The SEC also didn’t have the power to call Faure to testify in court because he was in Canada. “You don’t want your star witness on videotape,” defence attorney Stuart Slotnick told Forbes. “The jury is deprived of getting to assess his credibility.”
Cuban was accused of ditching stock in a metasearch Internet company called Mamma.com in 2004. After he got an inside tip on an upcoming offering that would’ve diluted his shares.
Cuban gave an impassioned speech after the verdict calling the SEC big bullies for suing him.
If Cuban had avoided this trial, he could have faced about $2 million in fines, his lawyers told “Reuters”. He says he spent a lot more than that to prove the SEC wrong and to prove a point that they never should’ve gone after him.
Cuban testified that he couldn’t remember details from the conversation. But says there are many reasons why he ditched his Mamma.com stock and that he was never told to keep the information secret. But it was later found in the case through an expert presented by Cuban that the information wasn’t that important, and that other investors would’ve had access to it.

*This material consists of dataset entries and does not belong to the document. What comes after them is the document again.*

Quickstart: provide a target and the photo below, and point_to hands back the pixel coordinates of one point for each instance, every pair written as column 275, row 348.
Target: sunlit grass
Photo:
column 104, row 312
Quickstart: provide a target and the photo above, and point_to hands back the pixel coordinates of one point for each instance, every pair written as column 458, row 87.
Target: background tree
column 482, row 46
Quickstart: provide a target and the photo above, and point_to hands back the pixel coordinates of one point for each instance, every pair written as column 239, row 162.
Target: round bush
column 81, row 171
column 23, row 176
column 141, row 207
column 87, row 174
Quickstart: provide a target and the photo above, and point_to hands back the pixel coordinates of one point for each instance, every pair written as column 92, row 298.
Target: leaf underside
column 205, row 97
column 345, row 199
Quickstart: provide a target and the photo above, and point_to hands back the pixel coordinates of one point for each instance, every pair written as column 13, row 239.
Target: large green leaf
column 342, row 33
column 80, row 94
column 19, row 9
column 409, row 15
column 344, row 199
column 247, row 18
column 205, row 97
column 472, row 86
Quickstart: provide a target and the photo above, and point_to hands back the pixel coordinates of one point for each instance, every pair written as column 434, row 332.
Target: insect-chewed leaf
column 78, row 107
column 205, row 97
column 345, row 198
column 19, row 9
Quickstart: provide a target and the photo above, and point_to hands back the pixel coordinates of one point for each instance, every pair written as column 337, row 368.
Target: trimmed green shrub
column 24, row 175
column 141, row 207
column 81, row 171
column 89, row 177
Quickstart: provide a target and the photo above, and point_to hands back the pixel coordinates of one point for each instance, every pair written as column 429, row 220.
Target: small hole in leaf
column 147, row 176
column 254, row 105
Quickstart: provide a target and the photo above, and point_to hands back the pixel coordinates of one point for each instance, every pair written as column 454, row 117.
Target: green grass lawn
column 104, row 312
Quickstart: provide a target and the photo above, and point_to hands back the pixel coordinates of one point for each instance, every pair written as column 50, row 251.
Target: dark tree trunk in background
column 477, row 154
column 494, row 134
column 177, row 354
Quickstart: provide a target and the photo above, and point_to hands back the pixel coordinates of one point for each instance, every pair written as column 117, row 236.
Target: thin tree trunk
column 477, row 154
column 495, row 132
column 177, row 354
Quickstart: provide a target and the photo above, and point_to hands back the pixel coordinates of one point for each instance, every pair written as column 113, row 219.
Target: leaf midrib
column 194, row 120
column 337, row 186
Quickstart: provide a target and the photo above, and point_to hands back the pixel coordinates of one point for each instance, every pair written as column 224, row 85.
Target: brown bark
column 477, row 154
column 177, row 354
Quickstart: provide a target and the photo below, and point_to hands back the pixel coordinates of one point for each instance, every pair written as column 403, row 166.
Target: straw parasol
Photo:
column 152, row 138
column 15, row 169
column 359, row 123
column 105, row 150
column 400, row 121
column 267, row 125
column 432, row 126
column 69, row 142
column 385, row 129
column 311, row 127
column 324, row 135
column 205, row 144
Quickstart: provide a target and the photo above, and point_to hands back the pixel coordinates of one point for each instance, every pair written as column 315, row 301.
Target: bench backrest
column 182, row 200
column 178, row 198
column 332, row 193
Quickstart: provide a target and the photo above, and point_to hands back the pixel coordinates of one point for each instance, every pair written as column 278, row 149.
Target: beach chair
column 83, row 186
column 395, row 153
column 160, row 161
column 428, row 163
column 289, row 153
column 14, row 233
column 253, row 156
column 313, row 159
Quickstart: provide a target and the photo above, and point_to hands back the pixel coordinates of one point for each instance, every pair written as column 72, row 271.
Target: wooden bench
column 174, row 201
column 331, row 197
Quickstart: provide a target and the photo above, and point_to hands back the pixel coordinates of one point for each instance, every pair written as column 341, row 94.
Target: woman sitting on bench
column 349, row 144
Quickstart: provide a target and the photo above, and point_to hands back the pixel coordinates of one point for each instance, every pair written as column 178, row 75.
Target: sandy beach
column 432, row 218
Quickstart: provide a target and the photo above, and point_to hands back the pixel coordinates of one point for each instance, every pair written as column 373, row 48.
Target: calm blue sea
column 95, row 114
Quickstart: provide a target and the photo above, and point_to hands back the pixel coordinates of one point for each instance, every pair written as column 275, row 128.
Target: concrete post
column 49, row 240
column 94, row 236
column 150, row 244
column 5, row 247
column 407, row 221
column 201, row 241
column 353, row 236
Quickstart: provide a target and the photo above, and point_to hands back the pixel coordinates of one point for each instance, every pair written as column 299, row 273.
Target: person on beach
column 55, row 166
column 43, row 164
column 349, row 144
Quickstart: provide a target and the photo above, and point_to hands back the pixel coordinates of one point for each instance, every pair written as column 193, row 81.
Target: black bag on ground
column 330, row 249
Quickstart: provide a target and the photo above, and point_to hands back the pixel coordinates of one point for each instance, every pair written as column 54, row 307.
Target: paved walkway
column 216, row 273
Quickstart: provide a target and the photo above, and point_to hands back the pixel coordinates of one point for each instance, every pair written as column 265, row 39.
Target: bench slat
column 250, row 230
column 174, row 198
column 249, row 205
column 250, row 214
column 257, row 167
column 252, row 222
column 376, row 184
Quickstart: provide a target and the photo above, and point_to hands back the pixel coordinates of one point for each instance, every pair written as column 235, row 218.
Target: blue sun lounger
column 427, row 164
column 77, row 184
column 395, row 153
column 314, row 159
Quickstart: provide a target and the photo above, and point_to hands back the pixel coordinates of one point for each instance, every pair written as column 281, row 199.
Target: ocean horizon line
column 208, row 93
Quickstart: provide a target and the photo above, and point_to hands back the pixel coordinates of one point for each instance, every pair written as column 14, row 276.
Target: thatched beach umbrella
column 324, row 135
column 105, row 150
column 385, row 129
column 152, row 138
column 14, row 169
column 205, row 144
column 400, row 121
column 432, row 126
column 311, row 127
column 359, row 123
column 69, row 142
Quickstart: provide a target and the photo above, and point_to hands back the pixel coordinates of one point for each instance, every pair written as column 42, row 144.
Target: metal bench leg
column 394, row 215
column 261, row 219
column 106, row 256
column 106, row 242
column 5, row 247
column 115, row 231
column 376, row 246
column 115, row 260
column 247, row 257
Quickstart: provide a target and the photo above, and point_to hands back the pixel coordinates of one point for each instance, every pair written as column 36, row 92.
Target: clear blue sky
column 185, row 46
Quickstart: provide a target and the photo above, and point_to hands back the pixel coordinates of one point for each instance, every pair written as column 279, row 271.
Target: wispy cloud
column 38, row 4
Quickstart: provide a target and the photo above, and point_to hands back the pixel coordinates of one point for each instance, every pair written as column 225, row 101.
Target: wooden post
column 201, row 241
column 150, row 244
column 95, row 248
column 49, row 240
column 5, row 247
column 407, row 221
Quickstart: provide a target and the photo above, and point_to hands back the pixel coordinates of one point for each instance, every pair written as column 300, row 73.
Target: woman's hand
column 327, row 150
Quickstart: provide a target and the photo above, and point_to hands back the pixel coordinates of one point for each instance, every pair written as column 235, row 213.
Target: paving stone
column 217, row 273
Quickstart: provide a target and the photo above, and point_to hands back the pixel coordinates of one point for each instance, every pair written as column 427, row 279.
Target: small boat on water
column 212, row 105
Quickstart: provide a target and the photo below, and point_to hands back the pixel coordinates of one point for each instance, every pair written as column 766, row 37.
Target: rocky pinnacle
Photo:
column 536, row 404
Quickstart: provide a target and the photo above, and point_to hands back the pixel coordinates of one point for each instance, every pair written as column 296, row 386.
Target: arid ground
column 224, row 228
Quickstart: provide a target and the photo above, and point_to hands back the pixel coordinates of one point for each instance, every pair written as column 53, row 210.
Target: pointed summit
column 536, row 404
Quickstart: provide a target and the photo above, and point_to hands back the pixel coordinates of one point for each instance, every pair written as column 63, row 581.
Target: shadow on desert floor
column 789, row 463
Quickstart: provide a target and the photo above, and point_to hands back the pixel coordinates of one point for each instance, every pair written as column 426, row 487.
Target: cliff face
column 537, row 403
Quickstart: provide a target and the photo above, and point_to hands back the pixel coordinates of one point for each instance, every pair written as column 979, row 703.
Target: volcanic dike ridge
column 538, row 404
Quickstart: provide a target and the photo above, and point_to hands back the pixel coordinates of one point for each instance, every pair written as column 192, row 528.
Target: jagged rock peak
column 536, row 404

Through a formidable expert witness for the defence team Dr. Erik Sirri, a former high-ranking official at the SEC. Sirri testified that the supposed tip Cuban received was readily accessible to the average investor, the “Dallas Morning News” reported.
Sirri said his study showed the information Cuban possessed was not “material.” Insider trading requires that a trader act on “material, nonpublic” information, meaning the information must be significant.